Applications of piezotronics and piezo-phototronics

Abstract

Third-generation semiconductor materials have superior performance with high voltage resistance, high frequency, high efficiency, high-temperature resistance and high radiation resistance, that they look to be the “core” of a new generation of information technology, energy saving, and smart manufacturing. They can have broad application prospects in many fields, and have attracted the attention of governments, industries and research communities all over the world and achieved rapid development. The typical materials such as GaN and ZnO simultaneously exhibit piezoelectric, semiconducting and photoexcitation properties. The piezoelectric polarization charges can be utilized to control/tune the charge carrier transport characteristics in these materials (piezotronic effect), and also used to tune the generation, transport, separation and/or recombination of charge carriers (piezo-phototronic effect). The coupling of these properties in these materials has resulted in both novel fundamental phenomenon and unprecedented device application, leading to the increasing research interests in the emerging field of piezotronics and piezo-phototronics.

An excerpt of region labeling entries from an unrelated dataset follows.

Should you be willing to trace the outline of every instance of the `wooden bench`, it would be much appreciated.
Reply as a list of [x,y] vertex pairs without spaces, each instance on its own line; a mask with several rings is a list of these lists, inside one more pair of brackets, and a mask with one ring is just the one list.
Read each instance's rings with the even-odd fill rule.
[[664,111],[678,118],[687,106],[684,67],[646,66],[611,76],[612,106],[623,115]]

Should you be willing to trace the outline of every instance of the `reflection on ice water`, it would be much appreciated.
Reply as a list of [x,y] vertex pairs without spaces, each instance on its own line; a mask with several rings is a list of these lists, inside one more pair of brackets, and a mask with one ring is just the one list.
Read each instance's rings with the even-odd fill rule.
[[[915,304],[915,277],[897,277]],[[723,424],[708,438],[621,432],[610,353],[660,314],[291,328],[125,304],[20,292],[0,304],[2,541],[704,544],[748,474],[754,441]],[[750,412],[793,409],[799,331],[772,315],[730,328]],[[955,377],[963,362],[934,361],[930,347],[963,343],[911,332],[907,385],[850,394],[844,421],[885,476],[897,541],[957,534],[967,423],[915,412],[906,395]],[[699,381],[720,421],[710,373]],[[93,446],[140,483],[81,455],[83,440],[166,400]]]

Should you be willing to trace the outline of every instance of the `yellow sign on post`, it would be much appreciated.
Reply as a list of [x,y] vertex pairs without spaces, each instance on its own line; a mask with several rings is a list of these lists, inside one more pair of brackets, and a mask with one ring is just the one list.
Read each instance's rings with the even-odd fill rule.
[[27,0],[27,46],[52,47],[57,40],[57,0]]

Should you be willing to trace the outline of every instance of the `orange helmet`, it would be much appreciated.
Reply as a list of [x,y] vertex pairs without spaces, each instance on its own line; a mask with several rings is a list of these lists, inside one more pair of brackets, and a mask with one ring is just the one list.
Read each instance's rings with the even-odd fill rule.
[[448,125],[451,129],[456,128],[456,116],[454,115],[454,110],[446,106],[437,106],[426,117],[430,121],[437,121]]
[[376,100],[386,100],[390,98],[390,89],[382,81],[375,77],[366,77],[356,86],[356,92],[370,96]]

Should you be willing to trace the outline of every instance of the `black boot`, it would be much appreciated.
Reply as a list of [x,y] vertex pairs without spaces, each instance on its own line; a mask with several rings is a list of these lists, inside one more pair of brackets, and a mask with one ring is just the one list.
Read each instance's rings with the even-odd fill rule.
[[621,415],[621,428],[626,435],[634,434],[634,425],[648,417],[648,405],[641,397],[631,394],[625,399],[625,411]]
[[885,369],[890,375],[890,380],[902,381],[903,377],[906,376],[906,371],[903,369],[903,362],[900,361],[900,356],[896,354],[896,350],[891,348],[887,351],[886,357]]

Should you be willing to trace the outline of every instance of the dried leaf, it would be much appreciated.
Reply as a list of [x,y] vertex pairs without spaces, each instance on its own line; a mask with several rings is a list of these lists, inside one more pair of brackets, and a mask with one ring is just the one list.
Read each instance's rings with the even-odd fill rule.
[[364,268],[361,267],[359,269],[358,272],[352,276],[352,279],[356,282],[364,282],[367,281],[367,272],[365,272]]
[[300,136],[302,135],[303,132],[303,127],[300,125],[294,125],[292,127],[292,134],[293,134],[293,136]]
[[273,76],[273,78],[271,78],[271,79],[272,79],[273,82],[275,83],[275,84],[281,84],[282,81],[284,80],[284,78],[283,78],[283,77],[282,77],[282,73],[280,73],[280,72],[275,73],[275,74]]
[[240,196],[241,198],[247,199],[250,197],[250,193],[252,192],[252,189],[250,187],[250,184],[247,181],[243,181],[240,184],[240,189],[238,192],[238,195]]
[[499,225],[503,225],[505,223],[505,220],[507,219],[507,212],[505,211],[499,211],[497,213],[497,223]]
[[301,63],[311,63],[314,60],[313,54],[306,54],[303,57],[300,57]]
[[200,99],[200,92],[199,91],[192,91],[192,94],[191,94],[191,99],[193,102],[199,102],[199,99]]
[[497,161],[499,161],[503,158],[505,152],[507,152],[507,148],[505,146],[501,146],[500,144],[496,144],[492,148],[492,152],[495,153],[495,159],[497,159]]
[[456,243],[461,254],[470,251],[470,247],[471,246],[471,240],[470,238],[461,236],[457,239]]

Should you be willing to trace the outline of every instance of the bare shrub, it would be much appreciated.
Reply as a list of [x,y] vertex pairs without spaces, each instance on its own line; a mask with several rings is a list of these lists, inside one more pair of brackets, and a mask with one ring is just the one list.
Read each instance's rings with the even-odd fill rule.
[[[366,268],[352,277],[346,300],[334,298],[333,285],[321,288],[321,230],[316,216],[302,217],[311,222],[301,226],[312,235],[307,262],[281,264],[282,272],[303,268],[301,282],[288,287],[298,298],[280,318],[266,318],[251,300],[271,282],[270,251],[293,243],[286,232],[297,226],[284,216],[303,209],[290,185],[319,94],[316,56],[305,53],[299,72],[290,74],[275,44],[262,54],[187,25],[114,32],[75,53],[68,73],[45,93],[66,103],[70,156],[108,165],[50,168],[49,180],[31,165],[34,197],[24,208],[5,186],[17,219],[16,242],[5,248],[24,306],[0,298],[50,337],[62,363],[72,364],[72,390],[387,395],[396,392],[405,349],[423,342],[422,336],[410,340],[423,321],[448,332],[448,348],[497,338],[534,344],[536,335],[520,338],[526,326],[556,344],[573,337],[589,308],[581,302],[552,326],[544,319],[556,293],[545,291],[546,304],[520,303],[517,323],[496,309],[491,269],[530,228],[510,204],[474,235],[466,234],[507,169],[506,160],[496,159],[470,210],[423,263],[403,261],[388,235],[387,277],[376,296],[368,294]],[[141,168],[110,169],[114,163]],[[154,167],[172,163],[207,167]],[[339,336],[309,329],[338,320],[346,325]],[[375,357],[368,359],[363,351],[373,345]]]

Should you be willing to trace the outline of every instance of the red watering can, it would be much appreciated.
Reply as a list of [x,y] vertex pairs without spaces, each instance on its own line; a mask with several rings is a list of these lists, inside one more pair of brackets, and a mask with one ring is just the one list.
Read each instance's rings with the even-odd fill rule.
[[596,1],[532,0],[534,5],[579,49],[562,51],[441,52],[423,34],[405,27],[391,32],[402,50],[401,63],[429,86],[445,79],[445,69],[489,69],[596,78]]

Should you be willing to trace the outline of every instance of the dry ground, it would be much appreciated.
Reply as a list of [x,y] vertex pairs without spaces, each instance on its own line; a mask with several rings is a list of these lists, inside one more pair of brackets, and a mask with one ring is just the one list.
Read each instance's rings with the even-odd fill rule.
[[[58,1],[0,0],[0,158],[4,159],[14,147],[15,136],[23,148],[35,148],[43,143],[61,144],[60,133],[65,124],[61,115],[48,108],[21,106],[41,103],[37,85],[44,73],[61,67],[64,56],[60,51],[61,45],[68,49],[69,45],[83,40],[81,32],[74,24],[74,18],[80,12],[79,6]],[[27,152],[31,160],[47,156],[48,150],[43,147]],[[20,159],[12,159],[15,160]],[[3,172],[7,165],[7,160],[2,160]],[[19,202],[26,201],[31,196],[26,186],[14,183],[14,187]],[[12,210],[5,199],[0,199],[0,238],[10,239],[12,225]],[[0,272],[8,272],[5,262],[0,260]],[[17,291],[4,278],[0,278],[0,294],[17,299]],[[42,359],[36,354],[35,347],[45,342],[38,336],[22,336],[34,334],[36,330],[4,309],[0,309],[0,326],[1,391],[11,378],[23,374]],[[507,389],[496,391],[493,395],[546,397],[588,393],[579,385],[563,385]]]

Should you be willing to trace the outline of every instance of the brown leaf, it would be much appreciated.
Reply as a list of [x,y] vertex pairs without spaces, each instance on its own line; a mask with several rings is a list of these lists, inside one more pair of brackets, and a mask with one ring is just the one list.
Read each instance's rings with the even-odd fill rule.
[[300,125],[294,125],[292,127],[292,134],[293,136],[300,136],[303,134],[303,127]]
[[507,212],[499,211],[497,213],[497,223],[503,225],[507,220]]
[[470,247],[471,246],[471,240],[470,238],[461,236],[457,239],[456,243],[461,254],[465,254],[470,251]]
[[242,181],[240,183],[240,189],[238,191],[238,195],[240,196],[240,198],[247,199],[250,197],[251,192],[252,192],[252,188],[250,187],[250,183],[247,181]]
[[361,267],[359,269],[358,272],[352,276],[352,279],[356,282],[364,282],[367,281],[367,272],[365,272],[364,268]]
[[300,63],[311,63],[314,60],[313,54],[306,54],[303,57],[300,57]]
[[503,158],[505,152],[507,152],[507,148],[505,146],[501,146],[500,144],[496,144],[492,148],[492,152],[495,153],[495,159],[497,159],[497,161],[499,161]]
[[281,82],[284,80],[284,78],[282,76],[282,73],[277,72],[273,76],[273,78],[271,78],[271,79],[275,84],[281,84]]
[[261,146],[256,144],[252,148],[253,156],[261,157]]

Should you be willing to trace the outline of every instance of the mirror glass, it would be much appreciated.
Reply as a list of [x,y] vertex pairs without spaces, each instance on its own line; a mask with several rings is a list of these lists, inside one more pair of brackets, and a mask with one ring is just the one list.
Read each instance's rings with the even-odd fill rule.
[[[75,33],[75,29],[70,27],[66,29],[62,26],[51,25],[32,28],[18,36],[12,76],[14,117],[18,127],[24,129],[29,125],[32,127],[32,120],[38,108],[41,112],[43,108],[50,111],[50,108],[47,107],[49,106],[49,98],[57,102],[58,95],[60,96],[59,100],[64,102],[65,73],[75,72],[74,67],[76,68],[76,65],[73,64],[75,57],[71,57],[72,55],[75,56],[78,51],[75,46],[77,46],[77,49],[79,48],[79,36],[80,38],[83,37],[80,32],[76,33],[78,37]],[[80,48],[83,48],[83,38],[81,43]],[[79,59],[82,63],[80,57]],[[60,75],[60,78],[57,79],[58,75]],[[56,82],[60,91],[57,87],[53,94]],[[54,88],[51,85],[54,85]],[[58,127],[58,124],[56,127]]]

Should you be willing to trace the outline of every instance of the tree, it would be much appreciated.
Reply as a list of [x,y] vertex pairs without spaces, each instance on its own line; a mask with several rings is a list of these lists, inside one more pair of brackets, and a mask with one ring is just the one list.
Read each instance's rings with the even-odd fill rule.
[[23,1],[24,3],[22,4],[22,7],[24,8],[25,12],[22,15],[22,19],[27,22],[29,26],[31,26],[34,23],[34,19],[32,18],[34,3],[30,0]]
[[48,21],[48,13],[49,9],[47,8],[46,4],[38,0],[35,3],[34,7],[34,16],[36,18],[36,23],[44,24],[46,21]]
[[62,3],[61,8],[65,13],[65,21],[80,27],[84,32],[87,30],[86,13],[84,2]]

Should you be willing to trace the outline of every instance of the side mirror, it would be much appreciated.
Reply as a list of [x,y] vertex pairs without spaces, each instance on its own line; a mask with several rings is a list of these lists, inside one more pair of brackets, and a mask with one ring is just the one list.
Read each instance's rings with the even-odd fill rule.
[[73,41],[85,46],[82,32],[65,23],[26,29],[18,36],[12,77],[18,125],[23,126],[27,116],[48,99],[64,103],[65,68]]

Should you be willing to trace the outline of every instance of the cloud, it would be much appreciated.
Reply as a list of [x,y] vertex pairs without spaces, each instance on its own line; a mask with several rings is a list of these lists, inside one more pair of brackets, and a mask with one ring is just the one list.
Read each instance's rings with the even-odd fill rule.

Functional electronic and optoelectronic devices are presented to illustrate the practical applications of the piezotronic and piezo-phototronic effects. Fundamental physics about the piezotronics and piezo-phototronics are further studied in this work. This will help to develop a full understanding of piezotronics and piezo-phototronics, and it also enables the development of the better performance of optoelectronics. By applying the two effects in a wide range of electronics/optoelectronics, we have shown they are effective approaches to modify the physical properties in piezoelectric semiconductors and a useful tool to study the physical model in a complex system.